Celestial objects are things we can find when we look up at the night sky with a telescope, binoculars, or the naked eye. Some have been known for centuries, while others are quite recent, revealed only by the most powerful telescopes.
The "standard" celestial objects, that is, those known since ancient times, are the Sun and the Moon, the stars visible with the naked eye, and the first six planets, except Earth, of course. Our ancestors worshiped some of these, such as the Sun and the Moon, and assigned the stars special meaning, variously describing them as symbols etched in the sky by gods, or little holes beyond which was a higher celestial sphere. It was thought that all the stars, planets, and the Sun orbited around the Earth on a fixed shell. Comets were observed from time to time, and were considered bad omens.
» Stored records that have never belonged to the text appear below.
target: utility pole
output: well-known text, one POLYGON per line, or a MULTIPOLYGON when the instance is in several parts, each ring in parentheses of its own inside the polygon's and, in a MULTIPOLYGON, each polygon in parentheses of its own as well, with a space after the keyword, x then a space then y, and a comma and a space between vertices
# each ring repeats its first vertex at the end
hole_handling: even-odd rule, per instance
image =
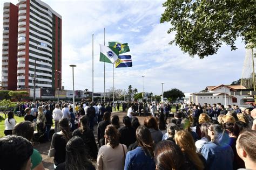
POLYGON ((34 67, 34 78, 33 78, 33 83, 34 83, 34 94, 33 94, 33 102, 36 102, 36 60, 35 60, 35 67, 34 67))

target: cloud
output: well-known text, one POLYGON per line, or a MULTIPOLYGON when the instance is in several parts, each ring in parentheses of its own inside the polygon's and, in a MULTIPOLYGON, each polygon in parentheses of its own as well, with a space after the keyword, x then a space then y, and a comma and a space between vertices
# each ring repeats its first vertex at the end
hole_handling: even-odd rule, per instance
MULTIPOLYGON (((105 44, 110 41, 127 42, 132 56, 132 67, 114 69, 117 88, 126 89, 131 84, 142 91, 142 76, 144 75, 147 92, 160 94, 160 83, 164 82, 165 90, 177 88, 190 93, 207 86, 228 84, 241 77, 245 55, 241 39, 236 41, 237 51, 231 51, 224 45, 217 54, 203 60, 190 58, 179 47, 169 45, 175 33, 167 33, 169 23, 159 23, 165 1, 43 1, 62 16, 62 82, 65 89, 72 89, 69 65, 75 64, 75 89, 92 90, 93 33, 94 90, 104 91, 104 67, 99 61, 99 44, 104 42, 104 27, 105 44)), ((3 4, 0 5, 0 18, 3 19, 3 4)), ((2 26, 0 24, 0 30, 2 26)), ((0 33, 0 44, 2 36, 0 33)), ((105 70, 107 89, 113 86, 112 65, 106 63, 105 70)))

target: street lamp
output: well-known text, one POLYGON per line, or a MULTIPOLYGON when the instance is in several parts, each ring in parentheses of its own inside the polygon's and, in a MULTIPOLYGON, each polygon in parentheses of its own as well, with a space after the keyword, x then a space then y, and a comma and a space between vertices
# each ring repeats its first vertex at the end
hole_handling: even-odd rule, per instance
POLYGON ((164 104, 164 83, 161 83, 161 84, 162 84, 162 97, 163 97, 162 104, 163 105, 164 104))
POLYGON ((77 66, 73 65, 69 65, 69 67, 72 67, 73 75, 73 110, 75 110, 74 67, 76 66, 77 66))
POLYGON ((142 98, 144 99, 144 77, 145 76, 143 75, 142 76, 142 82, 143 84, 143 93, 142 93, 142 98))

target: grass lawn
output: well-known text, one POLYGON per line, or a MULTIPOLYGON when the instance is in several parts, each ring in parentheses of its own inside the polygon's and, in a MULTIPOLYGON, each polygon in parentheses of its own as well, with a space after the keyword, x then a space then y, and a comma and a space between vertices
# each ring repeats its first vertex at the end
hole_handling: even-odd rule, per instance
MULTIPOLYGON (((4 114, 0 114, 0 115, 2 116, 3 118, 0 119, 0 138, 5 136, 4 131, 4 120, 5 119, 5 117, 4 116, 4 114)), ((17 123, 21 122, 24 121, 24 116, 23 117, 18 117, 14 116, 14 118, 16 121, 17 123)))

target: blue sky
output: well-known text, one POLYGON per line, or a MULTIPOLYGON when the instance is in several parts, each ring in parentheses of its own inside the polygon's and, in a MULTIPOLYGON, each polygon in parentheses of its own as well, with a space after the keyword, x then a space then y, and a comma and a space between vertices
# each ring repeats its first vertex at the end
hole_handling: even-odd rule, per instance
MULTIPOLYGON (((104 43, 104 27, 106 44, 114 41, 127 42, 132 54, 132 67, 114 69, 117 88, 127 89, 131 84, 142 91, 142 76, 144 75, 145 91, 159 95, 160 83, 164 82, 164 90, 176 88, 193 93, 207 86, 230 84, 241 76, 245 55, 241 39, 236 41, 236 51, 231 51, 224 44, 217 54, 203 60, 190 58, 178 47, 170 46, 168 43, 174 39, 174 33, 168 34, 170 24, 159 22, 164 1, 43 1, 62 16, 62 82, 65 89, 72 89, 72 69, 69 66, 75 64, 77 66, 75 89, 92 90, 94 33, 94 90, 104 91, 104 63, 99 61, 99 44, 104 43)), ((8 1, 1 2, 2 20, 3 3, 8 1)), ((18 3, 17 0, 9 2, 18 3)), ((2 24, 2 30, 1 27, 2 24)), ((1 33, 1 44, 2 36, 1 33)), ((112 65, 106 63, 106 89, 113 87, 112 75, 112 65)))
With the invention of the telescope in the Renaissance, people started to realize that the Sun didn't orbit the Earth, but rather vice versa. Galileo Galilei famously observed four moons of Jupiter, which have since been known as the Galilean moons. Thanks to Newtonian physics, it was determined that the orbits of the planets were not actually circular, but rather elliptical. Asteroids and comets were observed, and it was realized that these were space rocks and ice rather than god-sent omens.
Modern astronomy has found a wealth of objects our ancestors never could have dreamed of. More powerful telescopes allow us to observe galaxies, millions of stars, distinguish different classes of stars from each other, and see exotic celestial objects like quasars. We have inferred the existence of black holes, dark matter, and extrasolar planets based on how they affect what we do see, and have theorized the existence of bizarre structures such as cosmic strings.
In 2007, the search engine company Google launched Google Sky, which allows you to put in your home coordinates and look at an image of the night sky online, just how it would look on a perfect night. It also enables zooming, letting anyone see the celestial wonders without an expensive telescope — although of course, it isn't exactly the real thing.
The awe-inspiring connotations of the word "celestial" summarily capture the wonder experienced by humans when looking out from our tiny rock into the great beyond.